GRANT THORNTON has signed a binding agreement to acquire a personal insolvency division of RSM Tenon.

The top five firm is expected to pay about £7m for the Individual Voluntary Arrangment (IVA) factory, based in Manchester, with the deal to occur on or before 5 October.

The standalone IVA factory employs about 60 staff. However, a spokesman for Grant Thornton could not confirm whether or not there would be redundancies, because final discussions were ongoing.

The stand-alone outfit generated revenues of about £5m for the year ended 30 June 2012.

Partner and head of the IVA practice at Grant Thornton Mark Allen (pictured) said: "Grant Thornton has considerable experience of the assimilation of such IVA portfolios and consideration for our current and new clients is foremost in our minds.

"It is our aim to make this process as smooth as possible and we look forward to dealing with each and every one of our new clients and welcome them all to our organisation."

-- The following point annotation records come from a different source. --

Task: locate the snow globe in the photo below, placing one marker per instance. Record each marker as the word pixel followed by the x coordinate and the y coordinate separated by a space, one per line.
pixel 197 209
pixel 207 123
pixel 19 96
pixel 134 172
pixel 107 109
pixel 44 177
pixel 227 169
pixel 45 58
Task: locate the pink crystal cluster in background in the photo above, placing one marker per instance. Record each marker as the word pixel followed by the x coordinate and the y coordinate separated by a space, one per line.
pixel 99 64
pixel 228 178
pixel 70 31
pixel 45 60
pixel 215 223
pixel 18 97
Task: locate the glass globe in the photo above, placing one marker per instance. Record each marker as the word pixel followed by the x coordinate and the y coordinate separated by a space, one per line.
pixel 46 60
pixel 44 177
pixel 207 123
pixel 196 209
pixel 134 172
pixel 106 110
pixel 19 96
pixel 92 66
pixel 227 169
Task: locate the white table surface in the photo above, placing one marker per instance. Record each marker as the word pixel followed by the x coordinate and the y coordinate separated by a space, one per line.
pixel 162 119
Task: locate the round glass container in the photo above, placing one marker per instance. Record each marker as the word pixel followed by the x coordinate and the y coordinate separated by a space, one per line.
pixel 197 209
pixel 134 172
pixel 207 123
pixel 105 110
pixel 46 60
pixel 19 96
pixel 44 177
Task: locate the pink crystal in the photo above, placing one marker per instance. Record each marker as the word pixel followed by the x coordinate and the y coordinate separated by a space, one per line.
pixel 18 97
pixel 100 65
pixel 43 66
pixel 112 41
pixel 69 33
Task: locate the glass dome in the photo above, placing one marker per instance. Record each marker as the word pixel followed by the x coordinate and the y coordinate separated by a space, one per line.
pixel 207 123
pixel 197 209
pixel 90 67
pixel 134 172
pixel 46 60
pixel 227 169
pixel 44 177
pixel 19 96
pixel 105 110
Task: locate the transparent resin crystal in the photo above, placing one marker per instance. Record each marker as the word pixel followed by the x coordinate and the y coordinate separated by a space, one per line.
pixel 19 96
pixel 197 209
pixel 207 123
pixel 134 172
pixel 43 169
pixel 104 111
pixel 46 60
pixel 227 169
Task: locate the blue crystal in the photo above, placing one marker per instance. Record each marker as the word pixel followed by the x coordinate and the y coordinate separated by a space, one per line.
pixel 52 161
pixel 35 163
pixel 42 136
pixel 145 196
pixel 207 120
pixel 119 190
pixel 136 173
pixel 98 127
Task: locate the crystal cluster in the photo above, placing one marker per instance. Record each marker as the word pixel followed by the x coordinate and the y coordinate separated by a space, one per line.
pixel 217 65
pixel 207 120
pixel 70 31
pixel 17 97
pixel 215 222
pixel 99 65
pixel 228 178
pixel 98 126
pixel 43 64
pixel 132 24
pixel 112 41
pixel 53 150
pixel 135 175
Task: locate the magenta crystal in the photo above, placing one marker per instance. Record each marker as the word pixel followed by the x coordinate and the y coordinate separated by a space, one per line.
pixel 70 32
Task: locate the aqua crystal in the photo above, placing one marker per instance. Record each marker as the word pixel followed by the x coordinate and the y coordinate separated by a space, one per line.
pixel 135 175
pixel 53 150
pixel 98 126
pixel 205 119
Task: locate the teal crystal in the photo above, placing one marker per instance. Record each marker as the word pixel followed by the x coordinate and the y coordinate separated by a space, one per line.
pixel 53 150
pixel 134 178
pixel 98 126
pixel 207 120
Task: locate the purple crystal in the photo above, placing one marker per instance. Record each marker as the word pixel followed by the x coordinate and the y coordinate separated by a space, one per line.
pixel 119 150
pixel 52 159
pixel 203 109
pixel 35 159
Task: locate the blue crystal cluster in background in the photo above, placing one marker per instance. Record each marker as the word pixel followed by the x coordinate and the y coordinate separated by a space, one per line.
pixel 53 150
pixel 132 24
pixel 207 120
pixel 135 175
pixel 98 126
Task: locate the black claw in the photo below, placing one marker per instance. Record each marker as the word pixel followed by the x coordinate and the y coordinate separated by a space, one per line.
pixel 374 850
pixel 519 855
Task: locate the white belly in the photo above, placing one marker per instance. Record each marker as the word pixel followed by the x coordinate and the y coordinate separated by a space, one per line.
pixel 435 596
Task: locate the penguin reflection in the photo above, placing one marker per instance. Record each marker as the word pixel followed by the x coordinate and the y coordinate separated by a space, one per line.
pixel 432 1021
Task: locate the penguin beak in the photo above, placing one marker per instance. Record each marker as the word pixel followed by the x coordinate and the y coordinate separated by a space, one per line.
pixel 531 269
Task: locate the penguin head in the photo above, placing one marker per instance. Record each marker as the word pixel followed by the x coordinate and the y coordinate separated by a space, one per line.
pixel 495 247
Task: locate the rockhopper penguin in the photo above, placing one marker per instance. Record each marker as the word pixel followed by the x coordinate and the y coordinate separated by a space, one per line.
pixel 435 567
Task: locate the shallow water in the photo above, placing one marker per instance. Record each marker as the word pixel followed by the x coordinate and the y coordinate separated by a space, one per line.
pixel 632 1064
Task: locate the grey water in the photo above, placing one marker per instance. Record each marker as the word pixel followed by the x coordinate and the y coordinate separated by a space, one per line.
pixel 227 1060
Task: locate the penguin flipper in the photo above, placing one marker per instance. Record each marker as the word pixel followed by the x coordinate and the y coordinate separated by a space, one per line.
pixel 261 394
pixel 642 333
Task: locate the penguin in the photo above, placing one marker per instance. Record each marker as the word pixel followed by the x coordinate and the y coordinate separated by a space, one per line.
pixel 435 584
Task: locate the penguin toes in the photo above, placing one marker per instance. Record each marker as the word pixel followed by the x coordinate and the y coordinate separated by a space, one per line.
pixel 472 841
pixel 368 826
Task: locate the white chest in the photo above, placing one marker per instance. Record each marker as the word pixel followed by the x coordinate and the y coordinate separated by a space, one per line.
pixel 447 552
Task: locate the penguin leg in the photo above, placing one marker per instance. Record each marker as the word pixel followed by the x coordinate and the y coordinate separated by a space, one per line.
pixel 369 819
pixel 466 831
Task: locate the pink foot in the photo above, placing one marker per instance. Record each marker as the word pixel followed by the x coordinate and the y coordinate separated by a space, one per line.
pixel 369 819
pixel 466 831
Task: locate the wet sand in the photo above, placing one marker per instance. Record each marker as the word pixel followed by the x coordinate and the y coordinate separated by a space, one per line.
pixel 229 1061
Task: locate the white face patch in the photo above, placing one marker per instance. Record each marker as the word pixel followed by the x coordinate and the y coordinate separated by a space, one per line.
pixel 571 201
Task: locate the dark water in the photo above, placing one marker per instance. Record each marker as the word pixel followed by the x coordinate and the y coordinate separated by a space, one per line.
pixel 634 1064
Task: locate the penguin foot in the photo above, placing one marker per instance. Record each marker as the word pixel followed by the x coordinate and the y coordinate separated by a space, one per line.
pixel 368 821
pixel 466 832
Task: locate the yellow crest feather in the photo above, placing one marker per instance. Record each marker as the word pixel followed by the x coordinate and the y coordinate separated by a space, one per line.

RSM Tenon IVA customers will receive a letter from Grant Thornton later this year outlining any changes.

IVAs are a personal insolvency process, which allows a practitioner to consolidate and reduce a person's debt, then arrange and supervise repayments over a contracted period of time – usually five years.

Visitor comments Add your comment

Bargain

With £5m turnover it's worth more like £15m - congratulations GT!

Posted by: JA, 28 Sep 2012 | 11:01

Value

Not sure how you can say it's a good value or not based just on turnover alone?

Posted by: Mike Grey, 01 Oct 2012 | 08:45

Who are you kidding?

Worth £15m? Tosh! Fees in accountancy firms normally sell for 1.1 to 1.2 times annual income - and that is for practices where there is an 80% retention rate of clients going into the long term. If assume income levels fall from the £5m quoted by the 1/3rd of income based IVAs that normally fail, the ongoing fee income GT can expect is just £3.3m. Then if we assume that the client base is half way through the 5 year IVA term, they've bought just 2 1/2 years of £3.3m income. i.e. 8.25m. And GT have paid £7m for this!. And that's before ongoing and redundancy/merger costs! The deal doesn't make any sense at all to me.